WHAT THEY'LL BE TASTING
James and Peter have a very intense 3 days of wine tastings lined up for them. Monday will see them taste the 2022 vintage from impressive Chateaux such as, Carmes Haut Brion, Haut Bailly, Domaine de Chevalier, Smith Haut Lafitte, Fieuzal, Lascombes, Margaux, Giscours, Palmer, Brane Cantenac. Tuesday is even more intense as they will be tasting wines from Vieux Chateau Certan, Evangile, Eglise Clinet, Nenin, Leoville Las Cases, Clos du Marquis, Figeac, Cheval Blanc, Le Pin, Troplong Mondot, Ausone, Beau Sejour Becot, Canon, Fonplegade and Pavie. Wednesday they will have the pleasure of produce from Grand Puy Lacoste, Clerc Millon, Mouton Rothschild, Pichon Baron, Lynch Bages, Pontet Canet and Langoa Barton.
According to a survey of wine merchants conducted by Live-Ex on En Primeur 2021, the five most popular wines – irrespective of price – were Margaux, Lafite Rothschild, Figeac, Cheval Blanc and Ausone, while the top ten wines that offered the most value were listed as Langoa Barton, Brane Cantenac, Grand Puy Lacosts, Domaine de Chevalier, Batailley, Beychevelle, d’Issan, Haut Bailly, Talbot and Brancaire Ducru. They're super lucky to have the opportunity to sample the 2022. Needless to say that those of us staying put are not the slightest bit envious at all; we're also pretty sure it may take some time for a detailed review to be compiled!!
Pierre Daquery - Les Vin De Crus - Vintage Recap
The vintage has been the hottest in decades – we had more than 20 days over 40°C during summer. It could have reminded us of 2003 but a few things were different and saved the 2022:
- Fresh nights – even though some days were still very warm at night, we had some fresh nights and managed to keep the grapes cool for a few hours
- Great terroirs – luckily enough, we have a natural acidity in the soil in Bordeaux. Limestone or gravel tend to bring freshness directly from the soils to the grapes – bringing a naturally low pH to the juices. Also, with the years getting warmer, it seems the vineyard has been adapting to hotter climate. Reacting better to heat waves.
- Technics – since 2003, a lot has evolved in the way of making wines. A lot of research has been done, technologies developed, both in the vineyard but also in the cellar, to be closer to the terroir and understand it better. We have never made wines so precise, understood nature so well.

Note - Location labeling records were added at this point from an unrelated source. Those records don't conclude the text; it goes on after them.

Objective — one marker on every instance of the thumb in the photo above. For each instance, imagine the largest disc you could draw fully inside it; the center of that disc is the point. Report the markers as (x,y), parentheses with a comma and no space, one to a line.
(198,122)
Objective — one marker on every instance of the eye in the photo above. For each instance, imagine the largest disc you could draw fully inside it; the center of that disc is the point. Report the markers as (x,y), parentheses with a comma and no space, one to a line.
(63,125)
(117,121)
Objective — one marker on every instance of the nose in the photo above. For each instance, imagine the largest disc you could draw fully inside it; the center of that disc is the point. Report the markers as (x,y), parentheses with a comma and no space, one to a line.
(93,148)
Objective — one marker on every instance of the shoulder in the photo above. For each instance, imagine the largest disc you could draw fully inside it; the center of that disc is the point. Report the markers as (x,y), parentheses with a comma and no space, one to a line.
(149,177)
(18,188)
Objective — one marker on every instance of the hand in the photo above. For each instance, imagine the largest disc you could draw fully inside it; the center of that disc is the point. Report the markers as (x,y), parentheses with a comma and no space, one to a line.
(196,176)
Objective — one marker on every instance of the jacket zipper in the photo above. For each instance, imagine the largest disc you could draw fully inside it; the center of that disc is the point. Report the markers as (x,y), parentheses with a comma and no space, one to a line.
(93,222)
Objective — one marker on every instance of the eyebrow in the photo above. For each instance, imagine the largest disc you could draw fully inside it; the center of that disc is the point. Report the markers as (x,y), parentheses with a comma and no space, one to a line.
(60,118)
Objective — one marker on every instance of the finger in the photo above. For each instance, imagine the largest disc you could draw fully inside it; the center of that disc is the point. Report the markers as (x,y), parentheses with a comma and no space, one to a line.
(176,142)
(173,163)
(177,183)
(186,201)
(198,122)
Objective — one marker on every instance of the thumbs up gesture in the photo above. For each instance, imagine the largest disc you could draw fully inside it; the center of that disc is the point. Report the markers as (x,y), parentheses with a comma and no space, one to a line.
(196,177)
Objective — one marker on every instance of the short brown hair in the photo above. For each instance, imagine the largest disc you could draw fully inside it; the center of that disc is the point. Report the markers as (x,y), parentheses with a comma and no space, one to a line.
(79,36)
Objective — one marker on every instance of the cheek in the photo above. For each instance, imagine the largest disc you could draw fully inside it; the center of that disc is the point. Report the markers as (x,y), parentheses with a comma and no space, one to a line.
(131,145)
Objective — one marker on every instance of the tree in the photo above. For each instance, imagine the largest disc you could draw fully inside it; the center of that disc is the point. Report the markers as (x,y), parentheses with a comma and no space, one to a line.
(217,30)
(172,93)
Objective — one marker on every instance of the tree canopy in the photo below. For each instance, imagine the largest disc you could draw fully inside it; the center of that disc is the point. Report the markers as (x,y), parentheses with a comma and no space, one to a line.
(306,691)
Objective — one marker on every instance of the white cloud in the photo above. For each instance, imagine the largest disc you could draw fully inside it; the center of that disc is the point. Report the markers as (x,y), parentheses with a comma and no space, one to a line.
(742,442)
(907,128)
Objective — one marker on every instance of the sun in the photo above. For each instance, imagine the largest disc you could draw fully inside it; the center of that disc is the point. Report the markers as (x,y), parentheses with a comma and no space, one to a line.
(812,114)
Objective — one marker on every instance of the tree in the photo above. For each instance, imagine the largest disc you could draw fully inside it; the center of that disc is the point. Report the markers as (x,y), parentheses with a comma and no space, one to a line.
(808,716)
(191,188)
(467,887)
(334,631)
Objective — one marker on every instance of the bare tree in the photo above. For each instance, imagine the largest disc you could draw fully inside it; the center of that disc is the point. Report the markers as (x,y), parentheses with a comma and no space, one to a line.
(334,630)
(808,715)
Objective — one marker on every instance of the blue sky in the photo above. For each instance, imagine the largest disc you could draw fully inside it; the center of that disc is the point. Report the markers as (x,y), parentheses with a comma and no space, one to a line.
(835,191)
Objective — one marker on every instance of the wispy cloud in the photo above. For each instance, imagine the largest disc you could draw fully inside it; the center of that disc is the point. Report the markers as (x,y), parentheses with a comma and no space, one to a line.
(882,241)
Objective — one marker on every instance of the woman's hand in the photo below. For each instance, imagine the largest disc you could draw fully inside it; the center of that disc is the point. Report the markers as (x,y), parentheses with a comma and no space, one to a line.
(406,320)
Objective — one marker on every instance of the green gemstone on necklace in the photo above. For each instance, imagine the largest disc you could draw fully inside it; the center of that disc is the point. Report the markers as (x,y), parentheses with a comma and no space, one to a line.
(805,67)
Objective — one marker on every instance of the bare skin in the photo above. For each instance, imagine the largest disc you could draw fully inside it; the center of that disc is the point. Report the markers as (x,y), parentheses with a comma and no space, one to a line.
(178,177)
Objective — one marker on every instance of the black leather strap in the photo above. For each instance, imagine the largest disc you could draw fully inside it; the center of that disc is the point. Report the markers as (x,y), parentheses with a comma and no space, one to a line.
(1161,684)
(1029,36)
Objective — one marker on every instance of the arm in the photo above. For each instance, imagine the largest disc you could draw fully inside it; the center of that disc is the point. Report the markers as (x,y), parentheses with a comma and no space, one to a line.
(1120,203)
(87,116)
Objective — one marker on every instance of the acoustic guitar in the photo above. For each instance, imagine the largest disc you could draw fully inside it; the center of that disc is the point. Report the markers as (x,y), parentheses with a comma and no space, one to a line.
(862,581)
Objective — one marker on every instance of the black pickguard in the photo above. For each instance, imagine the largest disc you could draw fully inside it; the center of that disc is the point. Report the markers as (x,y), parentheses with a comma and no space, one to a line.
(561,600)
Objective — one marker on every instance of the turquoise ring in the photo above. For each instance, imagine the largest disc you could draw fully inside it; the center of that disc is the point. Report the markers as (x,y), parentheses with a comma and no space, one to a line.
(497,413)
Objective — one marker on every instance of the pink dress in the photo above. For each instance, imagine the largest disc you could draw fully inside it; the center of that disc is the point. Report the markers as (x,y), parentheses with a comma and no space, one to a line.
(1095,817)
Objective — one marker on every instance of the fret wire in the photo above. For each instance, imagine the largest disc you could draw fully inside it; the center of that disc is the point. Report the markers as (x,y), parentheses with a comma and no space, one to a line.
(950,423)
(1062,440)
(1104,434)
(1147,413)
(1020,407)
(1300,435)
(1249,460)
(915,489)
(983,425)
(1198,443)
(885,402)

As a global result, the wines are as never seen before. From what I have already tasted (my family property, Château Teyssier in Montagne St Emilion included), juices are already velvety, with polished tannins. Yet, on the best terroirs – specially with limestone – you can find this freshness, minerality, sign of aging potential. The 2022 will be ready to be drunk at an early stage, with its dense body, ripe characteristic and smoothness, but also will have the acidic level to be kept and evolve in the most beautiful way.
The quantities on the right bank – specially on the Plateau of St Emilion – are particularly good. Pomerol has had smaller yields but also other properties in St Emilion on sand-based terroirs. Left bank is heterogeneous in term of yield – average in St Julien is 35 hl/ha for example, Margaux has been producing a very small amount of grapes when some Châteaux up North Medoc have had decent yields.
It is really a legendary vintage, never seen before, a UFO. Even though we can already predict – because of its quality but also small yield in general – that prices will go up, it is definitely a vintage that is worth investing in. Already certain the journalists’ points will follow and comments will be glorious.